Gone are the days when parties entered into contracts on handshake terms with people they personally knew.

With advancing technologies – and being in the middle of a pandemic – enabling documents to be electronically executed how do you know that the document you have just signed will be legally binding on the other party?

Agreements vs deeds

In many ways, there is little distinction between the look and feel of agreements and deeds.

For an agreement to be legally binding on a party, it must satisfy certain criteria:

  • There must be an offer, acceptance and consideration exchanged between the parties;
  • The parties must have the legal capacity to enter into contracts; and
  • The parties must intend for the agreement to be legally binding on them.

The main differences between an agreement and a deed are:

  • Under long-established principles of common law, a deed is required to be in parchment, on paper or on vellum, and signed in wet ink
  • A deed does not require any exchange of consideration between the parties
  • A deed is required to be signed, sealed and delivered, and is binding on a party when these obligations have been satisfied, even if the other party has not yet executed the deed
  • The statute of limitations imposes a much shorter time period for a party to bring an action under an agreement than under a deed. For example, in NSW the statute of limitations for an agreement is six years and for a deed it is 14 years.
  • In NSW, the Conveyancing Act 1919 (NSW) (Conveyancing Act) requires any deed, regardless of whether it affects property, to be attested by at least one witness who is not a party to the deed.

Execution requirements

The Electronic Transactions Act 1999 (Cth) (Cth ETA) and the Electronic Transactions Act 2000 (NSW) (NSW ETA) allow agreements to be signed electronically if the following requirements are met:

  • The method used to electronically sign was reliable for the purpose of the communication;
  • The method used is able to identify the person and indicate the person’s intention to be bound by the agreement; and
  • The recipient consents to the method being used.

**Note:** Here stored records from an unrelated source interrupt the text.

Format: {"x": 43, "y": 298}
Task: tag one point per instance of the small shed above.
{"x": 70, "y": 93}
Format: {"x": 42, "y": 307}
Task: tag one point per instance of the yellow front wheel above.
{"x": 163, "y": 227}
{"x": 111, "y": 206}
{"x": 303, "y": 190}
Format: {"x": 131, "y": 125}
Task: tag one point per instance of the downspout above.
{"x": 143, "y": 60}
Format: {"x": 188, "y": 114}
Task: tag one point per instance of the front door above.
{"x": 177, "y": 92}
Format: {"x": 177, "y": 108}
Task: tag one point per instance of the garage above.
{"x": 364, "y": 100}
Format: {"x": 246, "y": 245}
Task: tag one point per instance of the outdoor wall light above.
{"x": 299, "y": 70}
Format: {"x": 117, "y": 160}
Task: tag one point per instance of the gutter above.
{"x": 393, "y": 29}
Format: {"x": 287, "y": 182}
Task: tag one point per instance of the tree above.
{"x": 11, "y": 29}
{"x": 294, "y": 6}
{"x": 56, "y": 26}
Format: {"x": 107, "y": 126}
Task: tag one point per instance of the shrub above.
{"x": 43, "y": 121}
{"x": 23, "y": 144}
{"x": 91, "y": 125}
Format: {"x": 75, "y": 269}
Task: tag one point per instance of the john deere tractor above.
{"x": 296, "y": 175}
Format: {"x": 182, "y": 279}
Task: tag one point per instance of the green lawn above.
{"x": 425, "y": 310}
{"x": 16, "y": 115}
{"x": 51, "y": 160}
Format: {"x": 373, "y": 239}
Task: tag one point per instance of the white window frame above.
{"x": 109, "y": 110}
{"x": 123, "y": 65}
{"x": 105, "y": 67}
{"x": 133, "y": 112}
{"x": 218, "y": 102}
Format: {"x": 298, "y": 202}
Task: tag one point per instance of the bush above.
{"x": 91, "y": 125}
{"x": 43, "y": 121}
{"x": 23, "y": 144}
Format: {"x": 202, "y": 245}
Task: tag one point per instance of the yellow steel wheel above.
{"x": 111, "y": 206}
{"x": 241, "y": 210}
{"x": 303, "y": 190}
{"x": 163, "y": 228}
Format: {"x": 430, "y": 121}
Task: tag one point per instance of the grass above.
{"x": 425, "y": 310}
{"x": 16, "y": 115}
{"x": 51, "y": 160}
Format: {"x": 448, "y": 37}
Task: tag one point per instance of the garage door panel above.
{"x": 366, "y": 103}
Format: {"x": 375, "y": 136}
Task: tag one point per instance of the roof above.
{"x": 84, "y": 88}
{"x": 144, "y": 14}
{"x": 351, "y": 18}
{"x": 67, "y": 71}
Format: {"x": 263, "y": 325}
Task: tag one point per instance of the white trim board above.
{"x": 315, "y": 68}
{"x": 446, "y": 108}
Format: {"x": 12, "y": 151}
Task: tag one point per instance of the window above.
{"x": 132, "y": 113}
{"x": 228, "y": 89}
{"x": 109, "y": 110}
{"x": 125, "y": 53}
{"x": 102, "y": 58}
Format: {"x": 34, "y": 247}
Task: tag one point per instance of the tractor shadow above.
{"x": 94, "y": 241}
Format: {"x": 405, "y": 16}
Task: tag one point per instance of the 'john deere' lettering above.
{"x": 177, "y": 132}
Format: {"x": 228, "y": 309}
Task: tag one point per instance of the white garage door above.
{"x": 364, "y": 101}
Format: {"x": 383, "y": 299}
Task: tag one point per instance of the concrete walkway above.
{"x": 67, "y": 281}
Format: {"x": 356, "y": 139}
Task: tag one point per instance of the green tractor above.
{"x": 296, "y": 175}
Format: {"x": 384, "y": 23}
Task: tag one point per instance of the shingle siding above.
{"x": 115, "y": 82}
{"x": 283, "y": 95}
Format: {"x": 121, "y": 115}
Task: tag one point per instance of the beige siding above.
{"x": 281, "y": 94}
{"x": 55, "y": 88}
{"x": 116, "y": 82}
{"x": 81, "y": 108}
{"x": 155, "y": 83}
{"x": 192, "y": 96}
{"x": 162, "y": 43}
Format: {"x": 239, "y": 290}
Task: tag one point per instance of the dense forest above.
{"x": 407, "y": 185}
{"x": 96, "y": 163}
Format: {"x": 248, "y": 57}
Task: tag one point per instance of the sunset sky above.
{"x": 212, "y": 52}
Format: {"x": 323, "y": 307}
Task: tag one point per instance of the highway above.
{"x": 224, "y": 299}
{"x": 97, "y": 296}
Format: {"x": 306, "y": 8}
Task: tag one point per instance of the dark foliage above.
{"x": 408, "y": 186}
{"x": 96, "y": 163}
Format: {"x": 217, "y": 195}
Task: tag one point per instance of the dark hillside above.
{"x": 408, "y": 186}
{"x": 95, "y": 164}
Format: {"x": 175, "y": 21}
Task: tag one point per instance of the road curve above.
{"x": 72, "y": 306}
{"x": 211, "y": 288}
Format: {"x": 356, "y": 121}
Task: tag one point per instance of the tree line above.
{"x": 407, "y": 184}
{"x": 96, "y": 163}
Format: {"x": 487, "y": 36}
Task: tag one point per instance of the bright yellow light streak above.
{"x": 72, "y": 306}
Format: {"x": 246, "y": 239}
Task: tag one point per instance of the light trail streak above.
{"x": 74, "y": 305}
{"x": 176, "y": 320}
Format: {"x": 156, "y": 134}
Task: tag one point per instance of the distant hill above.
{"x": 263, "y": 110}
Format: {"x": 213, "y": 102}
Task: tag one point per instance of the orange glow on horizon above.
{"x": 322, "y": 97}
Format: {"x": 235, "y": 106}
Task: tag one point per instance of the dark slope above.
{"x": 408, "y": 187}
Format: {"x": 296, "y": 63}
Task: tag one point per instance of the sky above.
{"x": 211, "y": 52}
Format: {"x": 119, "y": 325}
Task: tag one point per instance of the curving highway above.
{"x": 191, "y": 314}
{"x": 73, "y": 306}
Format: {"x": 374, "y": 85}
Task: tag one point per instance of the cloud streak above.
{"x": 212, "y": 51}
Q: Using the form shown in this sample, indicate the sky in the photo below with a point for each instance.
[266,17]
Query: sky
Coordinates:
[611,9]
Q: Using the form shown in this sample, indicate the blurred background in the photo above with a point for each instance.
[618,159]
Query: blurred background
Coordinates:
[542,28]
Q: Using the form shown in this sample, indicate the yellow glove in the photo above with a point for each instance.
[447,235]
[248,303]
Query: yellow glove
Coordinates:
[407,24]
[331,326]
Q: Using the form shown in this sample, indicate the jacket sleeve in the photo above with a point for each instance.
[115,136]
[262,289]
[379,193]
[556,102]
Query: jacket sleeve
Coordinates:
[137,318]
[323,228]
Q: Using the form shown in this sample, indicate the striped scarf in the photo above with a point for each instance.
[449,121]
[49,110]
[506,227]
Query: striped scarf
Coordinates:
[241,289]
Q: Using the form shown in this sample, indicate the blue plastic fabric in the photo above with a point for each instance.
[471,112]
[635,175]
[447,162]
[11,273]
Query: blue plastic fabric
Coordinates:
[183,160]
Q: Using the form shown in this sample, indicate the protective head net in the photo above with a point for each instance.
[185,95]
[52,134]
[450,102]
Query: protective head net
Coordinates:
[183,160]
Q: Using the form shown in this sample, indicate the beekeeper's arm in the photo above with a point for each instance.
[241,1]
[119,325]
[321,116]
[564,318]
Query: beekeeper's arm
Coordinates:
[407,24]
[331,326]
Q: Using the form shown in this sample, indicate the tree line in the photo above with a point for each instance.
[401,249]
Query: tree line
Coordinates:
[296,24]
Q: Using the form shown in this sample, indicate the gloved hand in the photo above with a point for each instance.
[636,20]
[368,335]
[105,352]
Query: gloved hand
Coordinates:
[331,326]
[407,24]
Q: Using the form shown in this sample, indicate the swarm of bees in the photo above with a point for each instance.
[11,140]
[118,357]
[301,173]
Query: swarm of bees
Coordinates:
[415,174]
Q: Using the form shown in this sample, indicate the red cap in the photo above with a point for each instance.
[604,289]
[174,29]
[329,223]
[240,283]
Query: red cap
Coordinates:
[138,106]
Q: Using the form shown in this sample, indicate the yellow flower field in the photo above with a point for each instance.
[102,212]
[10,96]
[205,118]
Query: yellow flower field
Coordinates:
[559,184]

Amendments to the Conveyancing Act in late 2018 also enabled deeds to be electronically created, signed and attested.

For companies, section 127 of the Corporations Act 2001 (Cth) (Corporations Act) specifies a number of ways in which a company may execute an agreement or a deed, with or without a seal. These are:

  • For two directors (or one director and a secretary) to sign or witness the affixing of the seal; or
  • For a proprietary company with a sole director who is also the sole company secretary (or if there is no secretary), that director to sign or witness the affixing of the seal.

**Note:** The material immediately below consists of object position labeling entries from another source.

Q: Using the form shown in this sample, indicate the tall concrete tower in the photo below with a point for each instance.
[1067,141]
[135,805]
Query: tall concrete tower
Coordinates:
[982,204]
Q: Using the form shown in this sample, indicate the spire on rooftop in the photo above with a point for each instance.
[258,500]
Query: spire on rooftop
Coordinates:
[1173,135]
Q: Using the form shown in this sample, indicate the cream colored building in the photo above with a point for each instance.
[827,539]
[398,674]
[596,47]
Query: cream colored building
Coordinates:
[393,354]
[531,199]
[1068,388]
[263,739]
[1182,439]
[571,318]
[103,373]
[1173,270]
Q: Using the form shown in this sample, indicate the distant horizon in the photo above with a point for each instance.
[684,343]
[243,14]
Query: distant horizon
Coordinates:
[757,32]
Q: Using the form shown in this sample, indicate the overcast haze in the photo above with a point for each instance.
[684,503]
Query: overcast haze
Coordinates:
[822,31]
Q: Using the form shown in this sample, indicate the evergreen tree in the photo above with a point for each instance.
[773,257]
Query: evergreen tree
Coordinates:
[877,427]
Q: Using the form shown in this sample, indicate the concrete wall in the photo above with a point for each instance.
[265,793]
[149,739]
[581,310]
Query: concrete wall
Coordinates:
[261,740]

The Corporations Act requirements for execution are not limiting, and companies can sign by an authorised representative or under a power of attorney. However, parties who are entering into deeds or agreements with a company cannot assume that the deed or agreement will be binding on the company in the absence of one of the methods specified in section 127 of the Act.

Limitations

Despite the above legislative attempts at enabling electronic execution of deeds and agreements, there were still some limitations which applied before the COVID-19 pandemic arrived. These included:

  • No split execution – while it is common practice for deeds and agreements to permit each executing party to sign separate, identical copies of an agreement or deed and exchange those executed counterparts, this concept does not extend to separate signatories of the same executing party
    For example, there has long been doubt that a counterparty could rely on the assumptions in section 127 of the Corporations Act unless two persons signing on behalf of a company physically (or electronically) signed the same physical or electronic document.
    Doubt about the extent to which two directors could electronically sign a single electronic document was also reinforced in a recent case (Bendigo and Adelaide Bank Limited v Pickard) which noted ‘there is good reason to consider there must be a single, static document…’[1]
  • Witnessing – as the Conveyancing Act requires the execution of a deed to be witnessed, the witness would have to be present at the affixing of the electronic signature for a deed in NSW to be binding as a deed.

Electronic execution during the COVID-19 pandemic

In response to the COVID-19 pandemic, and the public health orders which imposed social distancing and remote working arrangements, recent temporary legislative amendments to the Corporations Act and NSW ETA allow:

  • Deeds and agreements in NSW to be witnessed remotely by audio visual link provided that the witness actually sees the signatory signing the agreement or deed in real time, confirms (and is reasonably satisfied) the document being signed is the same version provided to the witness by signing that document or a copy of it, and endorses it as having been witnessed electronically in accordance with the Electronic Transactions Amendment (COVID-19 Witnessing of Documents) Regulation 2020 (NSW); and
  • Split execution by two persons signing on behalf of a company under section 127 of the Corporations Act[2].

The above content is commentary rather than legal advice and was prepared on the basis of applicable legislation, government programs and initiatives that were in place as of the date of publication. Given the ongoing evolution of both the COVID-19 pandemic and frequent consequential changes to the various laws and programs within all Australian states and territories, readers should seek legal advice on the current situation as applicable to their specific circumstances before taking any action in relation to the above.

[1] Bendigo and Adelaide Bank Limited v Pickard [2019] SASC 123.
[2] Corporations (Coronavirus Economic Response) Determination (No. 1) 2020 (Cth), which commenced on 6 May and remains in force until 6 November 2020.